People think they know more about money than they actually do, according to a new survey highlighting common money myths and attitudes about finances.
Charles Schwab & Co.’s Money Myths survey asked people, ages 30 to 79, a series of questions about financial planning, with a focus on preparing for retirement.
Although 52% of respondents indicated they were either “very” or “extremely” savvy about personal finance, many of them fell for several common financial fallacies when answering the survey.
Wills, retirement, debt and life insurance subject to misunderstanding
For example, 91% believed that having a will was the best way to ensure that their wishes would be carried out according to their intentions after their deaths.
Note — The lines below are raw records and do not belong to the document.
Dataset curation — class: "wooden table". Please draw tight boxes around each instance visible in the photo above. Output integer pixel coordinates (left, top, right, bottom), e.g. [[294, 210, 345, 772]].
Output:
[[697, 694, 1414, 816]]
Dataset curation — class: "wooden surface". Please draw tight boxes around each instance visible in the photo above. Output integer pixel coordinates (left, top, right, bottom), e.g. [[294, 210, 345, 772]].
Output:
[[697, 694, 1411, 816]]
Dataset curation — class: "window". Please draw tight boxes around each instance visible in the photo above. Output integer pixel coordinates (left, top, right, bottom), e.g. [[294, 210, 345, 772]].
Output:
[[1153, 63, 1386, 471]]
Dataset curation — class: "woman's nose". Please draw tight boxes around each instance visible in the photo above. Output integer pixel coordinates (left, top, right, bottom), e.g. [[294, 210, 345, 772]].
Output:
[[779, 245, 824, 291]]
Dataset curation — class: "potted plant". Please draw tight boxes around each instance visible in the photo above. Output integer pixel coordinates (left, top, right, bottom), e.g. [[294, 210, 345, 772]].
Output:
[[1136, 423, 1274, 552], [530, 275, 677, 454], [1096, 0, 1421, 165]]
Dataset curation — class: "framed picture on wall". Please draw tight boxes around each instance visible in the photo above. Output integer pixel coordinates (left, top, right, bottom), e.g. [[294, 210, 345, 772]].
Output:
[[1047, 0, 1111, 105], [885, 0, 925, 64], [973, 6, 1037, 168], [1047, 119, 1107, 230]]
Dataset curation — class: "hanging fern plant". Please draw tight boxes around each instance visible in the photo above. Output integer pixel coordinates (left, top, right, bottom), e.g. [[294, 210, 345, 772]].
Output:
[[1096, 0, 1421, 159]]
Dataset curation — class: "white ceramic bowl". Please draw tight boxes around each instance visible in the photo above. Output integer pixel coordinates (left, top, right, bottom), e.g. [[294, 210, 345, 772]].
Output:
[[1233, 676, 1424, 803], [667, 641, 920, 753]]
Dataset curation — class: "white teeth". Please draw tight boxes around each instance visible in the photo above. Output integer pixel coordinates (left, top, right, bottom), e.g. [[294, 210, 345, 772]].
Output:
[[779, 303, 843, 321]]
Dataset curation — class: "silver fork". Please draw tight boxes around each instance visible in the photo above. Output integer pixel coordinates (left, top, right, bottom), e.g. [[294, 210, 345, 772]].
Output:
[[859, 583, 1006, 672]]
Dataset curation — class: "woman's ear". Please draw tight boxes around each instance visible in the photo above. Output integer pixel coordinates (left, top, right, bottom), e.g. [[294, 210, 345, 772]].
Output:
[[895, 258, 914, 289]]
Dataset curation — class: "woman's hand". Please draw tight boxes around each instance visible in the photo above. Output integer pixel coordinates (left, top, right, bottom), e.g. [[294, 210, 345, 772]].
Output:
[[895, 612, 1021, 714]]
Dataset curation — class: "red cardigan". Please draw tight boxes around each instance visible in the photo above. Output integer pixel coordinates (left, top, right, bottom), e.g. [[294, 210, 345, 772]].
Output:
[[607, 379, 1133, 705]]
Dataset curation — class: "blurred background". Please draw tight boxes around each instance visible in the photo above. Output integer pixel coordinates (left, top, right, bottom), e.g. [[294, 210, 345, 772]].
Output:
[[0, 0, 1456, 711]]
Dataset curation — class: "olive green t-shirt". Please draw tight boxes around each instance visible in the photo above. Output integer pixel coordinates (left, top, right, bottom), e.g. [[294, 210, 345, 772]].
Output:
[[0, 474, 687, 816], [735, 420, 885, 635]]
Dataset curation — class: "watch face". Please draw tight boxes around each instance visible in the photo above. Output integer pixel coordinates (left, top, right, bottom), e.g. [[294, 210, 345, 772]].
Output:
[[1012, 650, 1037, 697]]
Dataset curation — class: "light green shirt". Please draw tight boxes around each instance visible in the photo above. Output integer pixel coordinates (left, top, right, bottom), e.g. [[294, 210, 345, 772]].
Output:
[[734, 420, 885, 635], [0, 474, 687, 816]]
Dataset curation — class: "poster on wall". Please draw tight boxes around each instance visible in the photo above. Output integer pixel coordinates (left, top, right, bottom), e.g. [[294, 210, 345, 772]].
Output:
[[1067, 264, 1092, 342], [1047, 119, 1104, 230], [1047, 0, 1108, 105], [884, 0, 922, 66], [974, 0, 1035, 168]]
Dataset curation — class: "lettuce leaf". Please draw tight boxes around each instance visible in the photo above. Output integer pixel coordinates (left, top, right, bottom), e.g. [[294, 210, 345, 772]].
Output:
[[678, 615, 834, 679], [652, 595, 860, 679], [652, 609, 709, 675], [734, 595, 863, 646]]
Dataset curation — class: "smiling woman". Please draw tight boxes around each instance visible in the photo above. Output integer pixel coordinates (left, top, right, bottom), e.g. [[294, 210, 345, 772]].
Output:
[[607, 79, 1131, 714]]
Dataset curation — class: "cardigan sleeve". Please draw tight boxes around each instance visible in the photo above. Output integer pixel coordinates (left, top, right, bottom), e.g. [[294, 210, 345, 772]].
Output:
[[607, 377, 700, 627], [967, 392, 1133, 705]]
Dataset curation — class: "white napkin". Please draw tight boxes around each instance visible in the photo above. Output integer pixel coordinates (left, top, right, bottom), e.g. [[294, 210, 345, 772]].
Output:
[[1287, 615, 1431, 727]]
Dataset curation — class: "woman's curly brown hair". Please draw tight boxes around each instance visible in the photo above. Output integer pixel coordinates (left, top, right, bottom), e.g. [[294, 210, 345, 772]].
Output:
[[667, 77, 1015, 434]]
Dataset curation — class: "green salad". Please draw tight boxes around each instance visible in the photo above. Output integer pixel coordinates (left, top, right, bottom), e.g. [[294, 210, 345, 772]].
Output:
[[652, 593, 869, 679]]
But in fact, if there is a conflict between beneficiaries named on financial accounts and persons named in the will, the designees on the financial accounts will get the money—not the people named in the will.
Eighty-eight percent believed that it is vital for folks to eliminate all debt before they retire. This is also false, as there is “good debt” and “bad debt,” and carrying good debt into retirement isn’t necessarily a problem. Good debts are things like mortgages, with low interest and tax-deductible debt. Bad debt, like high-interest credit cards, is smart to avoid whether or not you are approaching retirement.
If cash flow proves to be a problem after retirement, 79% of people think it will be easy to pick up a part time job to supplement their income. In reality, currently only 4% of retired people are making money from a part-time job.
And 78% of respondents believed that life insurance is necessary for everyone to have, when financial planners advise that people who do not have dependents—either minor children or businesses—may not need life insurance.
Making decisions solo not the best idea
When it came to asking for input about financial decisions, about one-third of respondents said they don’t ask for anyone else’s opinion when making money decisions. And 43% thought it was preferable for only one adult per household to be the primary decision-maker about financial matters. Twenty percent of adults said that they do not need to think about money at all, since someone else in their family is in charge of finances.
More women than men said they have no say in financial decisions—13% of women as opposed to 5% of men. Carrie Schwab-Pomerantz, certified financial planner and author of The Charles Schwab Guide to Finances After Fifty, emphasized the importance of both partners having financial responsibility in a relationship. “In far too many marriages, one spouse shoulders the primary responsibility and the other spouse has minimal involvement. In the event of death or divorce, the ramifications of this can be devastating.”
The Money Myths survey was conducted online in January 2014 and included responses from 998 adults nationwide with minimum annual household incomes of $35,000.